1. One interesting part of the paper to me is the strategy in Algorithm 5 that is asymptotically optimal and optimal in the minimax sense. Although the strategy is not very original (a small modification of a strategy suggested by Lai), it is a new observation for a strategy to be asymptotically optimal and minimax optimal. However, it should be noted that it is optimal only in the case of two arms, which is a major drawback. The authors are encouraged to improve on this result. 2. I like the idea of using the hypothesis test result of Wald to come up with the ETC strategy in Algorithm 2 that achieves the lower bound for ETC strategy. This idea is new to the best of my knowledge. However, again it is challenging to extend this to multi-armed case. 3. I feel that Theorem 5 is rather straight forward to see from the results of the optimal BAI algorithm and there is not a lot of novelty in this result. 4. Although presented as the main result of this paper, I do not see very novel ideas in the proof of the lower bounds for these strategies. Hypothesis testing inequalities stemming from a particular inequality in Tsybakov's book " Introduction to Nonparametric Estimation" , has been used before in the bandit literature for proving lower bounds ". In fact the main step in the proof is Garivier's inequality. The parts of the proof that follows is fairly straight forward. Moreover the results have been presented only for the two arm setting. 5. Overall I like the flavor of the results presented in the paper.

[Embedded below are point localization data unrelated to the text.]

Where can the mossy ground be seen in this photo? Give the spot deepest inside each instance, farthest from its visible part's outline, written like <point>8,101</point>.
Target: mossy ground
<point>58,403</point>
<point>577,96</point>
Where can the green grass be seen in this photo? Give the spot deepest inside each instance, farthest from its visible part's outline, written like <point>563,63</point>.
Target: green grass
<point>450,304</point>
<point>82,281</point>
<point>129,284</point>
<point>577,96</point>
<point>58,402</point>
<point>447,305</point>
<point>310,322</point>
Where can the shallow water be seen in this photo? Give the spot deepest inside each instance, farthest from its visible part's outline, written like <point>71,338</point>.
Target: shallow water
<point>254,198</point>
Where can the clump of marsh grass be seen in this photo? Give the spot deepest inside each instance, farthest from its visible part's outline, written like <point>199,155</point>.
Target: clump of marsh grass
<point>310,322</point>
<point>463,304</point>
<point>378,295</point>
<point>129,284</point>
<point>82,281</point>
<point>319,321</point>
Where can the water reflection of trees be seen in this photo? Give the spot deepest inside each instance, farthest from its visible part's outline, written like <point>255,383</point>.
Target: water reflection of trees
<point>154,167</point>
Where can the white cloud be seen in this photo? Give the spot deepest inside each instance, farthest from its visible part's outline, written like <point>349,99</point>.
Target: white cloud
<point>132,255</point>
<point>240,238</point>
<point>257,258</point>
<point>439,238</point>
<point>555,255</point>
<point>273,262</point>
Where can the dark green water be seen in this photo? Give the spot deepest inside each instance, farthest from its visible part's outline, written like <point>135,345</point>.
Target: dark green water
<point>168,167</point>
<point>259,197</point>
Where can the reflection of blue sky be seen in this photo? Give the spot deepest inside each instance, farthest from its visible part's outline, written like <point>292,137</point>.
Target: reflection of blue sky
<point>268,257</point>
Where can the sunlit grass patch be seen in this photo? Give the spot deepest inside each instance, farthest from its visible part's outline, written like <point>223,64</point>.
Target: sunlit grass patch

I like the Algorithm 5 and corresponding proof, as to the best of my knowledge this is original in the literature. The lower bounds for ETC are new results but may seem straight forward. The major drawback of the paper is the simple two arm setting and that there is not much practical significance of the paper. I would encourage the authors to generalize these results in future. 6. The presentation of the paper is very clear.

Confidence in this Review

2-Confident (read it all; understood it all reasonably well)


Reviewer 6

Summary

This paper study the explore-then-commit strategies in the multi-armed bandit setting. The purpose of this article is to show that the explore-then-commit strategy based exportation and exploration is necessarily suboptimal. As the authors mentioned recent progress on optimal exploration strategies have suggested that well-tuned variants of two-phase strategies might be near-optimal. This paper On the contrary, show that optimal strategies for multi-armed bandit problems must be fully-sequential, and in particular should mix exploration and exploitation. This paper proved the lower bound for the Explore-Then-Commit strategy. And showed that a fully sequential strategy can be better, which proved that ECT are necessarily sub-optimal. The main contribution of this paper is to fully characterize the achievable asymptotic regret when the gap is either known or unknown and the strategies are either fixed-design, ETC or fully sequential.

Qualitative Assessment

The argument made about the explore-then-commit strategy in multi-armed bandit is very interesting and novel. And the authors also proved that this strategy is necessarily suboptimal by providing lower bounds for ETC strategy and general strategy with both known and unknown gap. Also empirical results also provide evidence for the conclusion to hold in practice. One important limitation of this work is that the main proof in this paper is focusing on the two-armed bandit case. The extension to multi-armed bandit cases is not straightforward and is not clearly addressed.

Confidence in this Review

2-Confident (read it all; understood it all reasonably well)